Utimately if I wanted to modify an existing Windows application, C#/.NET would probably be the way to go, but 3rd party companies (Bentley) are often unsupportive of those types of solutions, and in my experience it's generally easier to circumvent 3rd party providers entirely than it is to get them to bespoke their software to you or try to get them to support an API.

### What's The Difference?

Mostly design philosphy, for years, the prevalent design philosphy for programming user interfaces [has been the MVC](https://developer.mozilla.org/en-US/docs/Glossary/MVC#:~:text=MVC%20(Model%2DView%2DController,software's%20business%20logic%20and%20display.) or model view controller. Which is the underlying philosphy most applications still use today.

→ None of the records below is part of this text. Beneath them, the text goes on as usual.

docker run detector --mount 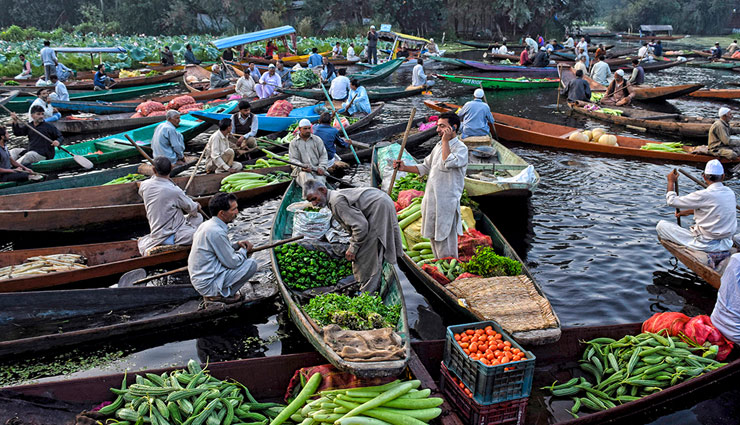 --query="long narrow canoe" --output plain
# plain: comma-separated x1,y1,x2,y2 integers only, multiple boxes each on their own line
0,282,277,358
371,149,561,345
347,59,403,84
52,112,165,135
270,181,411,378
0,166,289,232
437,74,560,90
31,102,237,173
0,240,190,294
568,101,740,141
558,66,704,102
8,83,177,112
424,100,740,163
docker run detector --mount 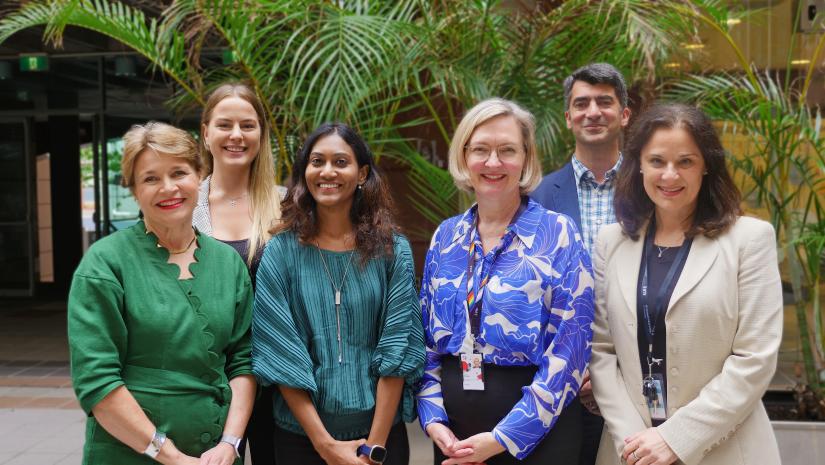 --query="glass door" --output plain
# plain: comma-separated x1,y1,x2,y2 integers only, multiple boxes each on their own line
0,118,34,296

![MVC Layout](https://upload.wikimedia.org/wikipedia/commons/a/a0/MVC-Process.svg)

### Web/Cloud Development

Web developers have preferred to use the terms 'frontend' or 'backend' to describe the systems. Basically the takeaway is the code that interacts with the server-side processor is written differently and has a different purpose to the code that works with the client(user)-side processor. User interface languages would be HTML/CSS/JS, things that are rendered or data that is transformed on the "client" side of the connection. Server side languages would be ruby on rails, python, Java, PHP.

## Client Vs. Server

#### Should Civil Applications be written from a client side perspective or a server? 

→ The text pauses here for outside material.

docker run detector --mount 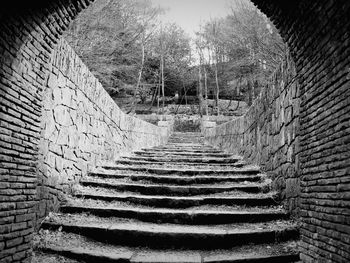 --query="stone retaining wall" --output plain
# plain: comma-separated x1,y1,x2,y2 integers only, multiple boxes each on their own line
204,56,300,216
36,39,167,227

The main issue you run into is compatibility. Launching a dedicated app with a fully fleshed out accessible, cross-platform compatible interface requires a decent understanding of your user devices, and use cases, so that you can tailor your code to only features available on your user's devices. If instead you write your applications and libraries with a specific server environment in mind, or basically "device agnostic" you don't have to worry as much about it.  You may realize this means that you could loose direct access to say, the Iphone 8 camera's API for taking photos, but a workaround for this would be making the application work with existing photos already on the device, and having the application open the photo application for the user to point it to the correct folder on the device to interact with the photos. Although a bespoke Iphone app written in swift by a professional team of apple developers would obviously be better than anything I could write, I haven't seen those getting created at any of the organizations I've been a part of, and I can't see the result being cost effective or well-integrated. I can personally provide a (relatively) cross-platform solution to a number of issues with python today.

#### So Why Server Side Tools

Modern server and database software is insanely powerful, in the server world the open-source packages are legitimately superior for many applications, with the advent of IoT, linux based servers like Ubuntu or RHEL have exploded in popularity due to users being able to throw them on any device without worrying about license management. Tiny core linux is 11 MB total, the entire operating system is 11 MB, you could put it on a microusb and integrate it into a streetlamp. Obviously simplicity generally comes with reduced features, but one of the features most if not all do come with is python, further the "import only what you need" mentality ensures these systems always run efficiently, and are rarely bogged down. Due to this, certain sectors have organically grown to basically depend on certain python libraries and other open source packages. This isn't without it's headaches, but it's better than not defining a standard at all. GIS, Data Science and Robotics all have very developed python libraries written by skilled professionals from that space that learned how to program. Nothing is stopping roadway, structural or hydraulic engineering from developing the same kinds of tools today, except existing policies geared towards closed and incompatible workflows. 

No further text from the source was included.